Cloudera - Large Scale ETL with Hadoop by Eric Sammer

This talk is by Eric Sammer, Engineering Manager at Cloudera,recorded at our SF Data Engineering meetup.

Eric will explain how to architect an ETL system that scales.

http://www.youtube.com/watch?feature=player_detailpage&v=1SQWzG3FIu4

 

Our next meetup, where Cloudera will be talking about using Morphlines for on-the-fly ETL, will take place on July 25. 

Register here.

Hadoop is commonly used for processing large swaths of data in batch. While many of the necessary building blocks for data processing exist within the Hadoop ecosystem – HDFS, MapReduce, HBase, Hive, Pig, Oozie and so on – it can be a challenge to assemble and operationalize them as a production ETL platform.

This presentation will cover one approach to data ingest, organization, format selection, process orchestration and external system integration, based on collective experience acquired across many production Hadoop deployments.

Bio: Eric Sammer is an Engineering Manager at Cloudera, where he is focused on highly available, efficient, distributed, and parallel data collection, analysis and reporting back end systems. He has a solid background in software development, systems and networking & data management systems, with a career track that spans for over 10 years. This presentation will cover one approach to data ingest, organization, format selection, process orchestration and external system integration, based on collective experience acquired across many production Hadoop deployments.

Introduction to ETL

ETL stands for Extract, transform, and load. It is a process in database usage and especially in data warehousing. It is commonly used with Hadoop to handle very large data sets and enable web systems to achieve high performance at great scale.

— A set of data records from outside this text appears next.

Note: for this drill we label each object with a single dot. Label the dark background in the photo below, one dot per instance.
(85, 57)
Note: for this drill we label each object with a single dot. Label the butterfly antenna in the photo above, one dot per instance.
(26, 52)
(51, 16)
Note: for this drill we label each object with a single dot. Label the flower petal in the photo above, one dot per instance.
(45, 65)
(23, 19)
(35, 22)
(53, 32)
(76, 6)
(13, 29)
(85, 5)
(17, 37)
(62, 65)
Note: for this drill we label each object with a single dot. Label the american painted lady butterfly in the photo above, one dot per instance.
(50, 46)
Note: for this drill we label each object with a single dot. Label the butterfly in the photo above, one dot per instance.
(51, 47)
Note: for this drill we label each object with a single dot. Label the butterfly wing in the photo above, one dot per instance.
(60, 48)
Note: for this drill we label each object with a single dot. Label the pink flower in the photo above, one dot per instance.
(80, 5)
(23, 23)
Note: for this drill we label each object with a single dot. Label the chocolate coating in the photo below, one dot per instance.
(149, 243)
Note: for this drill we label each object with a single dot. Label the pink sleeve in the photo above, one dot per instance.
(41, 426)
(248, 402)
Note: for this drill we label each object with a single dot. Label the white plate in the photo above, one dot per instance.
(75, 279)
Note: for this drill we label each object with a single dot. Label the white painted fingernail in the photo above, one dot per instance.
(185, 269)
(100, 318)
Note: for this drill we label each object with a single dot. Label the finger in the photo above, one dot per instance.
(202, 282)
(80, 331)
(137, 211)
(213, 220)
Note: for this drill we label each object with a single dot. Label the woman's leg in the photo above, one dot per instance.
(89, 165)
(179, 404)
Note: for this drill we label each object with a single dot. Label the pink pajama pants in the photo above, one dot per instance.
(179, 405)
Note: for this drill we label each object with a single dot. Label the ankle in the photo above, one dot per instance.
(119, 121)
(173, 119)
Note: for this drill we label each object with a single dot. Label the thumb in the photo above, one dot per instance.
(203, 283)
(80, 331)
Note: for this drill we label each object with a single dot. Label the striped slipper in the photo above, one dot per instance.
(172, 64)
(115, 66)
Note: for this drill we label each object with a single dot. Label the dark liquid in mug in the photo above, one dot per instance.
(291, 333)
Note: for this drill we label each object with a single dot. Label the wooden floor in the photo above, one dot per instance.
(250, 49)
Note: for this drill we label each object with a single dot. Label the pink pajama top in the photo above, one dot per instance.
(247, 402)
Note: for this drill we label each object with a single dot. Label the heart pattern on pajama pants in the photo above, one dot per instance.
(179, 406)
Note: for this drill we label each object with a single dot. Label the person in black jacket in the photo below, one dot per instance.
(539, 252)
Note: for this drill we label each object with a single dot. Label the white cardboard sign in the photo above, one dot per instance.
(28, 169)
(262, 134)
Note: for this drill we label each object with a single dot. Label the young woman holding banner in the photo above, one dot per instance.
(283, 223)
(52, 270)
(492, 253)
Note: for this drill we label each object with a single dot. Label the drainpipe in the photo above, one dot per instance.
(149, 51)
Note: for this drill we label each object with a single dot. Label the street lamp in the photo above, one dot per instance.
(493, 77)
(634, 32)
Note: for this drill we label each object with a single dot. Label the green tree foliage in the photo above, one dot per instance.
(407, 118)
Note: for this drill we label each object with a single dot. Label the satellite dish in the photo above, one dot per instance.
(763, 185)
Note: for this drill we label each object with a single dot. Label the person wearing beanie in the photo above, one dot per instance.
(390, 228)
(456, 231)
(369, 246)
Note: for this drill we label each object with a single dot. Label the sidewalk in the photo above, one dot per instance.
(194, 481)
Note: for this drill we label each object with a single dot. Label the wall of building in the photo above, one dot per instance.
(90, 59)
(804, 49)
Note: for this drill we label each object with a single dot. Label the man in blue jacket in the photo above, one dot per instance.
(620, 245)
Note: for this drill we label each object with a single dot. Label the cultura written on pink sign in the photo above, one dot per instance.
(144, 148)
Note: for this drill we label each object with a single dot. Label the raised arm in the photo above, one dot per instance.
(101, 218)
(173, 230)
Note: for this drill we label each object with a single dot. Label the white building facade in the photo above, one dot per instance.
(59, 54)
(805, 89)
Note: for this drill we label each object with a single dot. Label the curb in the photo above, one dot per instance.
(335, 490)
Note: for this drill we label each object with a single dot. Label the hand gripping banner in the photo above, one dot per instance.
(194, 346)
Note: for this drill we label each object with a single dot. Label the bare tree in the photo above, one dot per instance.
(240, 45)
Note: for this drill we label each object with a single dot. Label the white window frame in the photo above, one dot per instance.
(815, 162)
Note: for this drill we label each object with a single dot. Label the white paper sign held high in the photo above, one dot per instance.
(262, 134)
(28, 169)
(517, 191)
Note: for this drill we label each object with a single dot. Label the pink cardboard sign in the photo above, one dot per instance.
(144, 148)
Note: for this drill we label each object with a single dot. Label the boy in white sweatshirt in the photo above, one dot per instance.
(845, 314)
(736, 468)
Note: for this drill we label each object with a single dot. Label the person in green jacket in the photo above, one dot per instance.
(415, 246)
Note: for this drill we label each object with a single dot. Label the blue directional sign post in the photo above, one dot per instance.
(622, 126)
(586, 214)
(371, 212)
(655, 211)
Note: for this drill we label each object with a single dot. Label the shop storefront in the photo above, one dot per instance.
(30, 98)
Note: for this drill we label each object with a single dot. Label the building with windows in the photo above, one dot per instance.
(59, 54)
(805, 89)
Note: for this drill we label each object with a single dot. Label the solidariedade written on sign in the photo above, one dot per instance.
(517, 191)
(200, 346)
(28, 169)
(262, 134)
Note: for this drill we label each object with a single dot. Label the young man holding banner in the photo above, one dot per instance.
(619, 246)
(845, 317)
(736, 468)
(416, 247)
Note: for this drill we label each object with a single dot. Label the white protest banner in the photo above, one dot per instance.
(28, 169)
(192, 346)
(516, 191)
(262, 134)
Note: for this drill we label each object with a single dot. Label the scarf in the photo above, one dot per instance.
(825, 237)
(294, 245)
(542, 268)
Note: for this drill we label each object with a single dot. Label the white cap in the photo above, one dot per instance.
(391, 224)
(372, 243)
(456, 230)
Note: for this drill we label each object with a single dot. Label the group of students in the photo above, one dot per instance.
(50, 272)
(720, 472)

Screen Shot 2013-08-07 at 6.28.41 PM

Let's go over the three distinct parts of ETL. The first part is the extraction. That is a fancy word of saying that the data is retrieved. So the extraction component of ETL is basically the process of getting the data from the database. The second component of ETL is transform.  That can be a complex process because the data (of which there is quite a bit) is transformed from one structure into another.  The reason for doing that transformation is to be able to add that information into a different database that is structured differently and is used for different needs and possibly by a different company. Typically, the process of transformation is done according to various rules, lookup tables, or by joining various sets of data to give it a new structure that would fit into the second database's architecture. The last component is the loading of the data. And that is self explanatory because it is simply the process of loading the data that was taken from the original database, converted to the second database's structure, and loaded into that second database.